Geochunk: fast, intelligent splitting for piles of address data

Bill Morris on

aurora

This post is part of our practical cartography and data science series.

The problem: you want to split up a few million U.S. address records into equally-sized chunks that retain spatial hierarchy. You want to do this without anything other than a street address (geocoding is expensive!). Maybe you want to do this as part of a map/reduce process (we certainly do), maybe you want to do some sampling, who knows?

The solution: Muthaflippin' Geochunk

Anyone who's ever used U.S. ZIP codes as a way to subdivide datasets can tell you: 60608 (pop 79,607) is a totally different beast than 05851 (pop 525). They're not census tracts; it's not really appropriate to compare them statistically or thematically.

Our solution - largely the work of platform wizard and Rust enthusiast Eric Kidd - is to bake census data into a tool that does the splitting for you at a level that allows for easy comparison. More specifically:

It provides a deterministic mapping from zip codes to "geochunks" that you can count on remaining stable.

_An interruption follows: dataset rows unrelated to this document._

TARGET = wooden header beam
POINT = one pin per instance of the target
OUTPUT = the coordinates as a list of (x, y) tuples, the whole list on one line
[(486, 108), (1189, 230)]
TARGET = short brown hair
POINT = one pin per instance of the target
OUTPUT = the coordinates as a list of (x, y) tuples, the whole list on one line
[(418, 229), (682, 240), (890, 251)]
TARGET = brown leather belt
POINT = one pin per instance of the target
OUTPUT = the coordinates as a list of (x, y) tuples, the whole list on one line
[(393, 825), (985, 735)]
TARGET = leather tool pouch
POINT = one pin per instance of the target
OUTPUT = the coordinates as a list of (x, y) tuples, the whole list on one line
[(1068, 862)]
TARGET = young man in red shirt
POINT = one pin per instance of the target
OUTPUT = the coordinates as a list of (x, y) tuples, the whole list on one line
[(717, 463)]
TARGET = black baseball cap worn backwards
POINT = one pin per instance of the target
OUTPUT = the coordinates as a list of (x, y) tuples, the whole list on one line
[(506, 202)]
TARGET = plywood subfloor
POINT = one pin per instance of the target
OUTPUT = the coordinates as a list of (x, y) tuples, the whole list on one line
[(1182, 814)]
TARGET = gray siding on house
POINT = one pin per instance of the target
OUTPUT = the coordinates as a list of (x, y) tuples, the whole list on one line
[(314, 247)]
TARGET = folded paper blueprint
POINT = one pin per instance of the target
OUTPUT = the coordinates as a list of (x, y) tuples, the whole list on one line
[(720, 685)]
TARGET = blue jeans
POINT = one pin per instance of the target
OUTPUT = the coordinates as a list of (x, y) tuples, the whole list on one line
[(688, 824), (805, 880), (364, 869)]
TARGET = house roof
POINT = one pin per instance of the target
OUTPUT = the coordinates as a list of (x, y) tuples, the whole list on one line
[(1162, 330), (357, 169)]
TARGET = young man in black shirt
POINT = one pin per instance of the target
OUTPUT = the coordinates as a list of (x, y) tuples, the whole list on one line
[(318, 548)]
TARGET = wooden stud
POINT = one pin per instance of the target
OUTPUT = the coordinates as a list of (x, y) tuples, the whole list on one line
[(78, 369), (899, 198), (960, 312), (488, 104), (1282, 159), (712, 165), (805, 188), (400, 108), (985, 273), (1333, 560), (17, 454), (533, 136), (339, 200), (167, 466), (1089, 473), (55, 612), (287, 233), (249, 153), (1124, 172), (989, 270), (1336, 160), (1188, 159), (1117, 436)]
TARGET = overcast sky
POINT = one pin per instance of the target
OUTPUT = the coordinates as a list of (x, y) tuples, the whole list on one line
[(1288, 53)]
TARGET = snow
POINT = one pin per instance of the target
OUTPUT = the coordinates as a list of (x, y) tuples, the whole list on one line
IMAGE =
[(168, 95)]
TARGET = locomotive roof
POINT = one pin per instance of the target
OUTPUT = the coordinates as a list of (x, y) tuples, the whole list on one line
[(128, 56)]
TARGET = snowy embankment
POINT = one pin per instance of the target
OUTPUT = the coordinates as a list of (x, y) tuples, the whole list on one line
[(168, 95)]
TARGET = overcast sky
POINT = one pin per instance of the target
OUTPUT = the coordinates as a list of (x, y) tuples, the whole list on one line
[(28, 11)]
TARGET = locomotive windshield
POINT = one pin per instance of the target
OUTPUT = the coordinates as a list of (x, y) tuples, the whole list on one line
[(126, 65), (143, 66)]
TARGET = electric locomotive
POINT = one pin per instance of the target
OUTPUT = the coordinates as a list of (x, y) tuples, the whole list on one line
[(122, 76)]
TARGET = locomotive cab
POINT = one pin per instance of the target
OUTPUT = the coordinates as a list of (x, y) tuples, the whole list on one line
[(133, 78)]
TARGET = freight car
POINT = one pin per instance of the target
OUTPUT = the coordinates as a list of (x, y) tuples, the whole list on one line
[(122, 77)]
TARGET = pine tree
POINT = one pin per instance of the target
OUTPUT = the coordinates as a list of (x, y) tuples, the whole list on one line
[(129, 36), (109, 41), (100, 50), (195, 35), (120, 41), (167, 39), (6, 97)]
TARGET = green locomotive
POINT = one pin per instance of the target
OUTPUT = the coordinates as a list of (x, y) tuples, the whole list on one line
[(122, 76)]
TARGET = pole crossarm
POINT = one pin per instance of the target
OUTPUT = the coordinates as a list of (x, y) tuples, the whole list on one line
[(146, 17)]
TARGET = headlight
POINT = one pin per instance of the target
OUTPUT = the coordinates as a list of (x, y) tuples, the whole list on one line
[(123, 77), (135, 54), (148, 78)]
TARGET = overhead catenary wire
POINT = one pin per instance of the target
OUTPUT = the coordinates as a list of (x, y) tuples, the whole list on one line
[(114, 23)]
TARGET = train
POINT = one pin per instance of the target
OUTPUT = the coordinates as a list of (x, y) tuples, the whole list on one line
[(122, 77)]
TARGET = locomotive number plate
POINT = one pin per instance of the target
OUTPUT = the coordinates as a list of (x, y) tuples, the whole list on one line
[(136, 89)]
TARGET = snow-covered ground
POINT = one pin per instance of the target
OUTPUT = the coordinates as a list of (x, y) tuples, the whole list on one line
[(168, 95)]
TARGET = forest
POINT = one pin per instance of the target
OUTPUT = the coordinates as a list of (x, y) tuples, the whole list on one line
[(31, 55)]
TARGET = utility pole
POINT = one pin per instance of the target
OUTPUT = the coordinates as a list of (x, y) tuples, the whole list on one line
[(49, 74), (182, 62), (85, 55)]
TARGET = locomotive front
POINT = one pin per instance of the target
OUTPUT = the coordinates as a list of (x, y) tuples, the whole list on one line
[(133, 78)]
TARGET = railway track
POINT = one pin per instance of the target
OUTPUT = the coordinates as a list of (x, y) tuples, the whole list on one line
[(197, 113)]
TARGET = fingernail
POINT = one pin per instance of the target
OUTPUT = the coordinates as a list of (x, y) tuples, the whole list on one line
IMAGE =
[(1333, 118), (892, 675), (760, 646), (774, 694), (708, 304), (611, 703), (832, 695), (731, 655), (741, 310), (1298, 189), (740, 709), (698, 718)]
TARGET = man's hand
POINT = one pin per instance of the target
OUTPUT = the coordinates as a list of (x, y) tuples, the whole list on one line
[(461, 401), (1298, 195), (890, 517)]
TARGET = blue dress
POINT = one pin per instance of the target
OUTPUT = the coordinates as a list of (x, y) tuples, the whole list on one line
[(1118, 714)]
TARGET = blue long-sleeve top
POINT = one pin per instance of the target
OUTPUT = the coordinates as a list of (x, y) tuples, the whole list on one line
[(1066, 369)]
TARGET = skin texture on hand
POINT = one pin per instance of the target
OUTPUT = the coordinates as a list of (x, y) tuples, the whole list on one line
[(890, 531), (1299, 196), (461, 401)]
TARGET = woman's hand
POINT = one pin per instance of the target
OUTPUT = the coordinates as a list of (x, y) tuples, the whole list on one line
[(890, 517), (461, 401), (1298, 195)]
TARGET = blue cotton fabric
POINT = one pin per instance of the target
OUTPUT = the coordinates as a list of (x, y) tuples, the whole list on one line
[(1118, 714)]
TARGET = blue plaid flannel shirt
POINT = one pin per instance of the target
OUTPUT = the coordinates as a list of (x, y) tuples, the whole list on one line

Check out the Jupyter notebook that explains the algorithm in detail, but it works like so:

Install

Install rust first if you don't have it:

curl https://sh.rustup.rs -sSf | sh  

. . . then geochunk, using the rust package manager:

cargo install geochunk  

. . . or install from one of the prepackaged binaries.

Use 1: Indexing

Build a table that assigns every U.S. zipcode to a geochunk that contains 250,000 people:

geochunk export zip2010 250000 > chunks_of_250k_people.csv  

Use 2: List processing

Alternately, let's try a pipeline example that uses geochunk csv: say you want to parallel-process every address in the state of Colorado, and you need equal-size but contiguous slices to do it.

wget -c https://s3.amazonaws.com/data.openaddresses.io/runs/283082/us/co/statewide.zip && unzip statewide.zip  
  • Pipe the full file through geochunk, into slices of about 250,000 people each:
cat us/co/statewide.csv | geochunk csv zip2010 250000 POSTCODE > statewide_chunks_150k.csv  

. . . and now you have 2 million addresses, chopped into ~8 equally-sized slices with rough contiguity:

denver

Geochunk works on this scale in 1.38s (Have you heard us evangelizing about Rust yet?), leaving you plenty of time for the real processing.

This tool is serious dogfood for us; it's baked into our ETL system, and we use it to try making a tiny dent in the Modifiable Areal Unit Problem. We hope you'll find it useful too.